Warum Ingenieure bei Nestlé neun Monate brauchen, um einen Plastikdeckel zu entwerfen

Als Nestlé kürzlich seine neue „Country Creamery“-Eiskrem auf den Markt brachte, gab es ein Verkaufsargument, das gar nichts mit Schokolade oder Vanille zu tun hatte. Es war der Behälter. Die Nestlé-Designer hatten sich neun Monate lang mit der Verpackung beschäftigt. Heraus kam ein Deckel, der sich leichter abziehen lässt, wenn die Eiskrem gefroren ist, und ein Becher mit geriffelten Ecken, die beim Herauslöffeln eine bessere Griffsicherheit gewährleisten.

Die Bemühungen sind Teil einer neuen umfassenden Offensive des weltgrößten Nahrungsmittelkonzerns Nestlé, dem Verbraucher das Öffnen und Wiederverschließen seiner Verpackungen zu erleichtern. Wie man ein Produkt öffnet – das ist die oberste Priorität eines Verpackers. Behälter müssen fest genug sein, um den Transport ins Geschäft zu überstehen. Gleichzeitig müssen sie aber vom Käufer zu Hause leicht zu öffnen sein. Die Nestlé-Marktforschung hat ergeben, dass schwer zu öffnende Verpackungen bei den Verbrauchern ganz oben auf den Beschwerdelisten stehen.

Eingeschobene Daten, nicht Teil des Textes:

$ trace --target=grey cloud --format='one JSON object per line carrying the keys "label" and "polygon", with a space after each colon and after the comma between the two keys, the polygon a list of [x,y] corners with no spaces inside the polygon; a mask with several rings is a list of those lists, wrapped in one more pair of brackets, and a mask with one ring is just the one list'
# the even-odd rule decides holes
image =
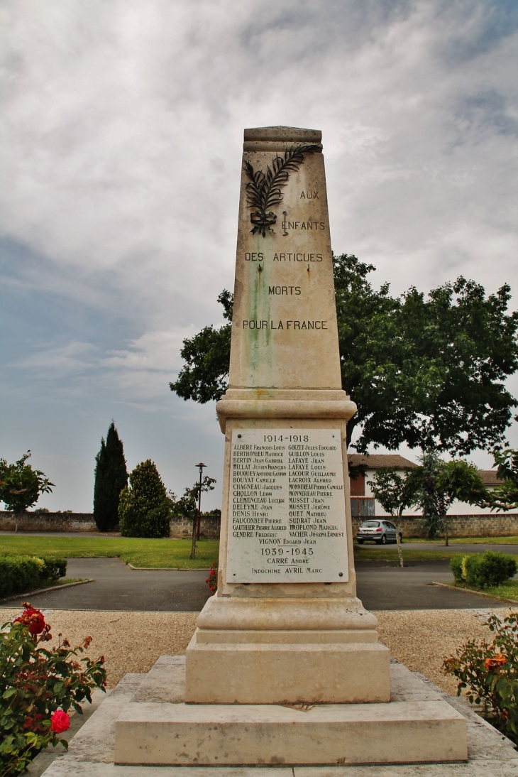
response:
{"label": "grey cloud", "polygon": [[[244,127],[322,129],[334,249],[395,291],[461,273],[516,288],[516,4],[6,0],[1,13],[0,228],[19,362],[6,391],[53,359],[71,371],[47,375],[9,431],[16,453],[37,402],[67,391],[88,395],[96,439],[117,402],[171,412],[179,333],[219,323],[215,298],[231,288]],[[82,406],[70,401],[71,437]],[[194,411],[174,407],[193,446],[179,417]],[[210,428],[196,427],[207,444]]]}

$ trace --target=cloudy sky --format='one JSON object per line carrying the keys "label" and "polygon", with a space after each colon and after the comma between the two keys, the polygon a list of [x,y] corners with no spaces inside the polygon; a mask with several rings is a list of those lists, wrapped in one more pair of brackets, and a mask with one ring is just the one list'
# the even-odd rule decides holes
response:
{"label": "cloudy sky", "polygon": [[2,0],[0,23],[0,455],[32,450],[42,506],[91,510],[112,418],[130,468],[221,481],[214,405],[169,382],[232,288],[245,127],[322,130],[334,250],[375,284],[463,274],[518,306],[516,0]]}

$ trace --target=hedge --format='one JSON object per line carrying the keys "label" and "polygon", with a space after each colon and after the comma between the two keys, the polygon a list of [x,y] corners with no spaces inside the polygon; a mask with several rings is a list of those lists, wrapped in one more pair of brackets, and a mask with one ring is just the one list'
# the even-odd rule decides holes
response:
{"label": "hedge", "polygon": [[450,569],[455,582],[465,583],[473,588],[490,588],[500,585],[516,573],[516,559],[508,553],[485,553],[454,556]]}
{"label": "hedge", "polygon": [[0,598],[42,587],[42,584],[55,582],[66,573],[66,559],[0,556]]}

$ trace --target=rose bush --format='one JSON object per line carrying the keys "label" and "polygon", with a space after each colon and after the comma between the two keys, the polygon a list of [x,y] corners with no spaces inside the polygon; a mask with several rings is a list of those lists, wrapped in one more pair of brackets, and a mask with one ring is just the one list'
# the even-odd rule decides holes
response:
{"label": "rose bush", "polygon": [[101,656],[96,661],[78,657],[92,641],[71,648],[58,635],[57,646],[47,647],[52,635],[43,613],[24,604],[23,614],[5,623],[0,632],[0,773],[23,772],[49,744],[68,742],[59,734],[70,726],[68,710],[82,714],[81,702],[92,701],[92,691],[104,690],[106,673]]}
{"label": "rose bush", "polygon": [[482,717],[518,744],[518,613],[502,620],[492,615],[485,622],[491,643],[471,639],[447,659],[447,674],[458,678],[457,693],[476,704]]}
{"label": "rose bush", "polygon": [[210,591],[214,592],[217,589],[217,562],[213,561],[210,564],[209,577],[205,580]]}

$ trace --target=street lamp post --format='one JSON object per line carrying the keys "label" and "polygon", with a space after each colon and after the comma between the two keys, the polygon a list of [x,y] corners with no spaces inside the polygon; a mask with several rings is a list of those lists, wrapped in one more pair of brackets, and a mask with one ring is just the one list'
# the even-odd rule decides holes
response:
{"label": "street lamp post", "polygon": [[201,482],[203,467],[206,467],[207,465],[200,462],[200,464],[196,464],[196,466],[200,469],[200,490],[198,491],[198,514],[196,520],[193,521],[193,545],[190,553],[191,559],[196,558],[196,540],[200,539],[200,524],[201,522]]}

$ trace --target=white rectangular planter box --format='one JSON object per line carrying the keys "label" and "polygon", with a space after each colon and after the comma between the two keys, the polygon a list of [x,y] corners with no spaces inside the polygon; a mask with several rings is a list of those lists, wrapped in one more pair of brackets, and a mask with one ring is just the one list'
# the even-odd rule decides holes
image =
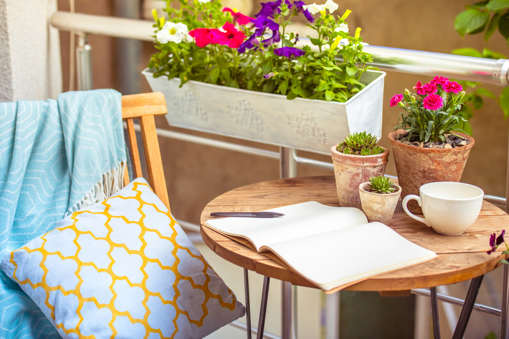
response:
{"label": "white rectangular planter box", "polygon": [[172,126],[330,155],[348,134],[382,133],[385,73],[367,71],[367,85],[346,103],[310,100],[198,81],[179,88],[180,79],[142,72],[152,90],[166,98]]}

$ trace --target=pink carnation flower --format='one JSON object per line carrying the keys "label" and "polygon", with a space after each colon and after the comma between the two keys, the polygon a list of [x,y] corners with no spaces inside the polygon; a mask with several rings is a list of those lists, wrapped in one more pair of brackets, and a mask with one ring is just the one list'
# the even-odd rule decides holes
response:
{"label": "pink carnation flower", "polygon": [[417,81],[417,84],[414,86],[414,89],[417,89],[417,94],[419,96],[426,95],[426,92],[422,89],[422,85],[420,84],[420,81]]}
{"label": "pink carnation flower", "polygon": [[438,109],[443,105],[443,100],[442,97],[438,94],[430,94],[424,99],[422,106],[426,109],[432,111]]}
{"label": "pink carnation flower", "polygon": [[431,83],[425,84],[422,86],[422,90],[426,94],[433,94],[437,93],[437,86],[434,84]]}
{"label": "pink carnation flower", "polygon": [[403,95],[402,94],[397,94],[390,100],[390,107],[398,105],[398,103],[400,102],[403,100]]}
{"label": "pink carnation flower", "polygon": [[430,81],[430,83],[434,83],[436,85],[443,85],[449,81],[447,78],[443,77],[435,77],[433,80]]}
{"label": "pink carnation flower", "polygon": [[458,94],[463,90],[463,87],[461,87],[461,85],[456,81],[447,81],[443,84],[442,87],[443,88],[444,90],[447,93],[453,92],[453,93]]}

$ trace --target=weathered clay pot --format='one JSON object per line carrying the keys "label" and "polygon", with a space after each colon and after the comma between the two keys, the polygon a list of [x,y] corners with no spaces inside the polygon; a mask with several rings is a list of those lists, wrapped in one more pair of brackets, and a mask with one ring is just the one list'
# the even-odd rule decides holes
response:
{"label": "weathered clay pot", "polygon": [[353,156],[338,152],[337,146],[330,149],[340,206],[361,208],[359,185],[370,178],[385,174],[389,150],[384,147],[385,151],[376,156]]}
{"label": "weathered clay pot", "polygon": [[369,183],[368,181],[359,185],[359,194],[360,196],[360,202],[362,204],[362,211],[370,223],[378,221],[389,225],[390,220],[392,219],[394,210],[396,209],[398,199],[401,194],[401,188],[395,183],[393,183],[391,187],[396,189],[393,193],[379,194],[366,190]]}
{"label": "weathered clay pot", "polygon": [[[402,198],[409,194],[419,195],[419,188],[428,182],[460,181],[474,141],[471,137],[462,133],[458,134],[466,138],[469,143],[445,149],[406,145],[395,140],[395,132],[389,134],[396,163],[398,181],[401,186]],[[415,200],[409,202],[408,207],[412,213],[422,214],[422,210]]]}

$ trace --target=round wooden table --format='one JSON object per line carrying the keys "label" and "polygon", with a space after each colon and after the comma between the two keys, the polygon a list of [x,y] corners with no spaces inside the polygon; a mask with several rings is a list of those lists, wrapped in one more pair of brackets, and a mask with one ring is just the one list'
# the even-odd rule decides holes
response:
{"label": "round wooden table", "polygon": [[[211,212],[253,211],[315,201],[338,206],[333,176],[293,178],[264,181],[232,190],[209,202],[201,215],[201,234],[205,243],[217,255],[244,268],[266,276],[315,287],[301,275],[270,258],[250,249],[247,240],[233,240],[211,229],[204,223]],[[484,201],[475,223],[461,235],[439,234],[433,229],[408,217],[400,203],[389,226],[415,243],[435,252],[438,258],[430,261],[386,273],[347,287],[356,291],[408,291],[464,281],[486,273],[500,266],[504,259],[501,247],[488,255],[490,234],[499,234],[509,225],[509,215]],[[359,251],[372,251],[376,256],[376,243],[359,241]],[[390,295],[390,292],[386,292]]]}

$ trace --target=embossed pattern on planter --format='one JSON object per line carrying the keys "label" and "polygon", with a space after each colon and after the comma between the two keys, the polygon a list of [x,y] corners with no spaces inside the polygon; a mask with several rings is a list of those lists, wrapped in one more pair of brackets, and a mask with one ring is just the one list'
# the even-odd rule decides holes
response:
{"label": "embossed pattern on planter", "polygon": [[318,128],[316,115],[309,109],[302,111],[301,116],[289,115],[288,125],[304,140],[314,138],[324,144],[329,142],[327,134]]}
{"label": "embossed pattern on planter", "polygon": [[241,100],[239,106],[228,106],[230,116],[237,125],[245,129],[254,129],[261,133],[267,133],[267,126],[263,119],[254,113],[247,100]]}
{"label": "embossed pattern on planter", "polygon": [[200,105],[198,98],[191,90],[186,90],[184,97],[175,97],[175,107],[179,113],[190,118],[198,118],[209,122],[209,115]]}

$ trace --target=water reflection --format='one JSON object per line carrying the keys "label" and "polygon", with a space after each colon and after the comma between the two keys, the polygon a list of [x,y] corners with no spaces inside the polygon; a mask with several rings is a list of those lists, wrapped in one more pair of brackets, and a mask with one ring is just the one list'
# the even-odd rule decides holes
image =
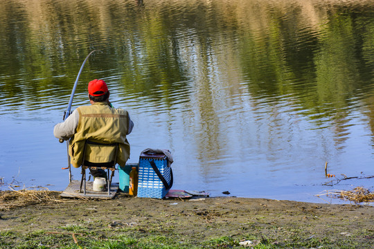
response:
{"label": "water reflection", "polygon": [[[33,162],[56,158],[59,150],[57,161],[65,162],[46,131],[60,121],[83,59],[100,49],[85,66],[74,106],[87,103],[84,82],[105,80],[114,104],[136,120],[134,160],[145,147],[170,148],[181,188],[281,195],[265,190],[319,185],[326,160],[342,174],[370,174],[372,3],[1,1],[0,127],[12,134],[7,145],[37,140],[40,133],[27,131],[30,120],[48,139],[12,149],[2,143],[0,167],[21,167],[10,155],[26,148]],[[36,167],[27,156],[21,162]],[[229,169],[234,178],[226,178]]]}

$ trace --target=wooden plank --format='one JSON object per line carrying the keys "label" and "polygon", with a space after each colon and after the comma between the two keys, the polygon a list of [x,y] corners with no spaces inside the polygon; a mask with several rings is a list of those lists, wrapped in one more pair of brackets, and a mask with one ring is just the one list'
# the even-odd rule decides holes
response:
{"label": "wooden plank", "polygon": [[107,191],[93,191],[92,185],[93,182],[86,181],[86,194],[84,195],[83,194],[83,190],[82,190],[82,193],[79,192],[80,181],[73,180],[60,196],[68,198],[111,199],[116,196],[118,190],[118,183],[112,183],[110,186],[110,195],[108,195]]}

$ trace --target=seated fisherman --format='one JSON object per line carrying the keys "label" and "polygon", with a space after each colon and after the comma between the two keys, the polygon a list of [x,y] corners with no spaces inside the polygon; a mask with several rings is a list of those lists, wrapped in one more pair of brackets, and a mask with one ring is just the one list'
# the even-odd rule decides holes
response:
{"label": "seated fisherman", "polygon": [[[84,160],[84,142],[89,140],[98,143],[119,144],[116,162],[124,167],[130,158],[130,147],[126,138],[134,127],[127,111],[114,108],[109,101],[109,91],[102,80],[93,80],[88,85],[90,106],[77,108],[63,122],[57,124],[53,134],[57,138],[69,140],[69,154],[74,167],[79,167]],[[106,149],[107,148],[107,149]],[[90,145],[86,160],[91,163],[106,163],[114,153],[110,147]],[[103,169],[91,169],[94,176],[106,177]]]}

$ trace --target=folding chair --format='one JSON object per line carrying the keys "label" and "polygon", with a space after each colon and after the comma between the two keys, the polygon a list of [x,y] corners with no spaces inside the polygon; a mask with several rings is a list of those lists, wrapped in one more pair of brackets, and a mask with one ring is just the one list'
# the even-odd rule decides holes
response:
{"label": "folding chair", "polygon": [[[100,147],[112,147],[114,149],[114,153],[112,153],[113,155],[111,157],[110,161],[105,163],[91,163],[85,160],[85,155],[89,146],[100,146]],[[82,185],[83,185],[83,194],[86,195],[86,169],[107,169],[107,188],[108,190],[108,196],[110,196],[110,186],[112,185],[112,179],[114,175],[114,171],[116,170],[116,159],[117,158],[117,152],[118,151],[118,143],[114,142],[112,144],[104,144],[100,142],[92,142],[87,140],[84,142],[84,148],[83,151],[83,160],[82,162],[82,180],[80,181],[80,193],[82,193]],[[109,172],[112,172],[109,178]]]}

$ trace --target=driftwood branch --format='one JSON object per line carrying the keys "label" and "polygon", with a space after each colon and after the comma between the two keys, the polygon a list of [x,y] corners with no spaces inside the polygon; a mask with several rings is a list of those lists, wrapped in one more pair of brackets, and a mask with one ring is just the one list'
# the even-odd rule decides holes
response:
{"label": "driftwood branch", "polygon": [[333,186],[335,185],[337,185],[339,183],[340,183],[341,181],[344,181],[344,180],[350,180],[350,179],[369,179],[369,178],[374,178],[374,176],[350,176],[350,177],[347,177],[347,176],[346,176],[345,174],[341,174],[343,176],[344,176],[344,178],[337,178],[337,179],[334,179],[334,180],[332,180],[332,181],[330,181],[328,182],[326,182],[323,184],[322,184],[323,185],[326,185],[326,186]]}

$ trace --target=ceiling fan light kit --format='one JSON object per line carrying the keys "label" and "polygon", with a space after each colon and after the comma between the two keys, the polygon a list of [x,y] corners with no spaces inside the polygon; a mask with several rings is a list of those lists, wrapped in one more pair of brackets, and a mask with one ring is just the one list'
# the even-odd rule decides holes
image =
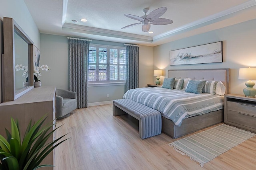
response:
{"label": "ceiling fan light kit", "polygon": [[129,25],[122,28],[122,29],[129,28],[138,25],[142,24],[142,29],[143,32],[147,32],[150,28],[151,24],[163,25],[170,24],[173,22],[171,20],[166,18],[158,18],[167,10],[166,7],[163,7],[154,10],[149,13],[148,15],[146,15],[146,13],[148,11],[148,8],[144,9],[142,11],[144,13],[144,15],[141,17],[132,14],[126,14],[124,16],[128,18],[139,21],[140,22],[133,23]]}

Im vergangenen Jahr versammelte deshalb Helmut Traitler, Nestlés Verpackungsleiter weltweit, sämtliche Verpackungsingenieure und -konstrukteure des Konzerns, um nach Wegen zu suchen, das Problem zu lösen. Die Ergebnisse gelangen jetzt in die Verkaufsregale. Änderungen bei den Ess- und Trinkgewohnheiten der Menschen zwingen die Hersteller, gründlicher über Verschlüsse, Versiegelungen und Deckel nachzudenken. Der steigende Bedarf an Essen für Zwischendurch veranlasst die Firmen, Verpackungen zu entwickeln, die sich etwa beim Autofahren oder im Gehen leicht öffnen lassen.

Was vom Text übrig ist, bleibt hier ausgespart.